La libertà di seguire gli impulsi, invece di reprimerli, ci rende necessariamente più liberi, e forse, più felici, senza però che questo non implichi cuori spezzati, piatti in frantumi, necessità di cambiare, cercando di incollare insieme paura e amore. La libertà ha sempre un costo. Karen non è disposta a cedere il suo privilegio di accesso esclusivo al corpo di Esben, Esben è troppo impegnato corpo a corpo con i demoni della depressione materna per accettare l’offerta di una vita meno tracciata e sicura che Sylvia sembra fargli intravedere. Adam è l’emblema di mascolinità ariana e arrogante: bello, alto, biondo, di successo e consapevole al suo ruolo di uomo che lavora e padre non particolarmente attento, moderatamente distante dai figli piccoli. Eppure, anche a lui questa vacanza porterà una serie, non di riflessioni, perché Adam è un uomo d’azione, ma di possibilità impensabili, fino a che non sono accadute.
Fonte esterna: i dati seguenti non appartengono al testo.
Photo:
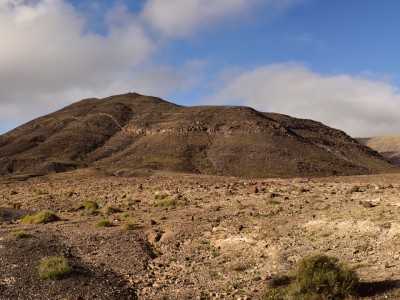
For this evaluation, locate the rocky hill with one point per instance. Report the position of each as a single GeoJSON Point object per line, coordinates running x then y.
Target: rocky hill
{"type": "Point", "coordinates": [388, 146]}
{"type": "Point", "coordinates": [130, 133]}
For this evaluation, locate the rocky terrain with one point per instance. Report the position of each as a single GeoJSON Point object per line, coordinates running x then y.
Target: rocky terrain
{"type": "Point", "coordinates": [388, 146]}
{"type": "Point", "coordinates": [131, 135]}
{"type": "Point", "coordinates": [179, 236]}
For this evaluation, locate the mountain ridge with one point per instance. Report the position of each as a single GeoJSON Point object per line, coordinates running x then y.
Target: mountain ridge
{"type": "Point", "coordinates": [388, 146]}
{"type": "Point", "coordinates": [124, 133]}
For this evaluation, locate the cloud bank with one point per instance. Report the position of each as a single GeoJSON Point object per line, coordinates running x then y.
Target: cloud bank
{"type": "Point", "coordinates": [51, 55]}
{"type": "Point", "coordinates": [359, 106]}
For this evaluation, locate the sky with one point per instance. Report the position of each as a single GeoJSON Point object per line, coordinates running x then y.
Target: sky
{"type": "Point", "coordinates": [331, 61]}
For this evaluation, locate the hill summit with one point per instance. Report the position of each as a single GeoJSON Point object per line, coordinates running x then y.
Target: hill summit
{"type": "Point", "coordinates": [129, 133]}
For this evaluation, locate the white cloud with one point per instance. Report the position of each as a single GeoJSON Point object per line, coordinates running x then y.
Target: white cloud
{"type": "Point", "coordinates": [359, 106]}
{"type": "Point", "coordinates": [181, 18]}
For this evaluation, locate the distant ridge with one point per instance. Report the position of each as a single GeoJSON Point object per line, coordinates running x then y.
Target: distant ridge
{"type": "Point", "coordinates": [124, 134]}
{"type": "Point", "coordinates": [388, 146]}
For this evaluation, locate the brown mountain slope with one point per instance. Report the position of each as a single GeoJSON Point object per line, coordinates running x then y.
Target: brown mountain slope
{"type": "Point", "coordinates": [125, 133]}
{"type": "Point", "coordinates": [388, 146]}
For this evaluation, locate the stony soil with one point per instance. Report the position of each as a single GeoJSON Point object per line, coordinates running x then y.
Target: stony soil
{"type": "Point", "coordinates": [197, 237]}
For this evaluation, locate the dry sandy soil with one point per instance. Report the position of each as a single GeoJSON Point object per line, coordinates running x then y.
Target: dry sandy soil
{"type": "Point", "coordinates": [196, 237]}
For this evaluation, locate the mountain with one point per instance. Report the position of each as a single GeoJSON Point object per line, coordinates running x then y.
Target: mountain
{"type": "Point", "coordinates": [129, 133]}
{"type": "Point", "coordinates": [388, 146]}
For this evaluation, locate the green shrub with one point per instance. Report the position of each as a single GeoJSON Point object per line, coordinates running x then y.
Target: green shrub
{"type": "Point", "coordinates": [317, 277]}
{"type": "Point", "coordinates": [16, 205]}
{"type": "Point", "coordinates": [131, 226]}
{"type": "Point", "coordinates": [104, 223]}
{"type": "Point", "coordinates": [89, 205]}
{"type": "Point", "coordinates": [54, 268]}
{"type": "Point", "coordinates": [42, 217]}
{"type": "Point", "coordinates": [19, 234]}
{"type": "Point", "coordinates": [40, 193]}
{"type": "Point", "coordinates": [169, 201]}
{"type": "Point", "coordinates": [324, 276]}
{"type": "Point", "coordinates": [112, 209]}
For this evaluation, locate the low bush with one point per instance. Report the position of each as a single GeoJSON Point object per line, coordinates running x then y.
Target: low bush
{"type": "Point", "coordinates": [111, 210]}
{"type": "Point", "coordinates": [104, 223]}
{"type": "Point", "coordinates": [323, 275]}
{"type": "Point", "coordinates": [42, 217]}
{"type": "Point", "coordinates": [317, 277]}
{"type": "Point", "coordinates": [54, 268]}
{"type": "Point", "coordinates": [89, 205]}
{"type": "Point", "coordinates": [19, 234]}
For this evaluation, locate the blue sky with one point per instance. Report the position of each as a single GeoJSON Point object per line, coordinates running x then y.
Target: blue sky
{"type": "Point", "coordinates": [332, 61]}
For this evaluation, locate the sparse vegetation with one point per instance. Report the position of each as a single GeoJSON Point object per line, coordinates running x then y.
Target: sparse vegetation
{"type": "Point", "coordinates": [54, 268]}
{"type": "Point", "coordinates": [16, 205]}
{"type": "Point", "coordinates": [104, 223]}
{"type": "Point", "coordinates": [89, 205]}
{"type": "Point", "coordinates": [318, 277]}
{"type": "Point", "coordinates": [169, 201]}
{"type": "Point", "coordinates": [69, 194]}
{"type": "Point", "coordinates": [131, 226]}
{"type": "Point", "coordinates": [19, 234]}
{"type": "Point", "coordinates": [110, 209]}
{"type": "Point", "coordinates": [160, 196]}
{"type": "Point", "coordinates": [40, 192]}
{"type": "Point", "coordinates": [42, 217]}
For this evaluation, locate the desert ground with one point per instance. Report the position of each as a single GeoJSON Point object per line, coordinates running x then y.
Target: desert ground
{"type": "Point", "coordinates": [195, 236]}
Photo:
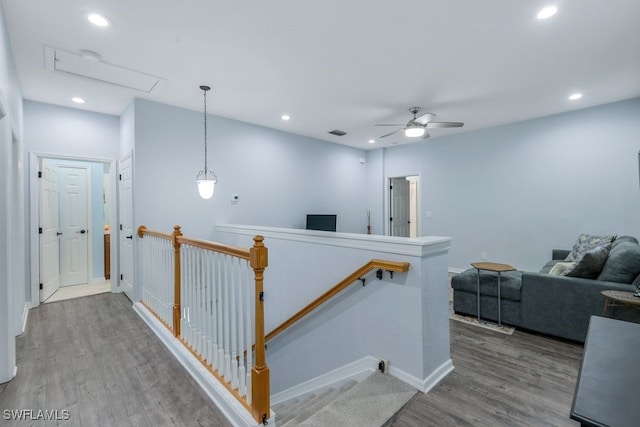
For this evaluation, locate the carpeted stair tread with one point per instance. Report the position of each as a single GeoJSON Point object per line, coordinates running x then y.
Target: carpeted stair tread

Occupare un ruolo nella società passa inevitabilmente attraverso la nostra ereditarietà genetica, il nostro genere, o di nascita o elettivo, e soprattutto del nostro orientamento sessuale. Dobbiamo per forza accontentarci, quando non abbiamo più vent’anni, e il nostro orizzonte di possibilità diventa più ristretto, ma più concreto? Dobbiamo per forza scegliere una persona, quando potremmo avere tutte quelle che desideriamo, oppure nessuna, se preferiamo una sincera solitudine, senza il confronto di un corpo levigato e modificato dal tempo che ci chiede attenzioni e compromessi? E anche la possibilità di scegliere, continuamente chi vogliamo amare e come e quanto, non è che ha reso socialmente ed eticamente accettabile una forma parossistica di egoismo avido?
Le risposte che possiamo darci cambiano come cambia la nostra vita, siamo molteplici, e andiamo incontro alle nostre contraddizioni. Come ha detto molto bene Hanif Kureishi “il desiderio mi fa ridere perché ci fa diventare tutti pazzi”. E forse essere pazzi ci salva da un mondo che ci accetta solo se siamo controllabili.
“Lei non sa come trasformare in realtà la Fata Californiana. Le piacerebbe scegliere sé stessa, le piacerebbe anche scegliere: tutto, Esben, Charlie. Il respiro libero, le fedi nunziali, diventare un corso d’acqua ramificato, prendere sul serio la spaccatura che vive nel suo nucleo. Lei ha sempre avuto bisogno di ribellione, di libertà, ma non è mai stata risoluta, non ha nessun senso della direzione, al suo posto: un surplus di direzioni.
Non posso solo amarli entrambi? Sono disposta a condividere. Non potrebbero concepire anche loro l’idea della condivisione?
Lei è creata innanzitutto per abitare nelle stanze di una torre, una Rapunzel dissoluta che fa calare la treccia per invitare tanti principi e principesse. Esben è un romanzo realista, Charlie e tutti quanti sono un romanzo realista, mentre lei è un fantasy. Perché dev’essere sempre lei ad adeguarsi alle mediocri aspettative degli altri sulla vita?”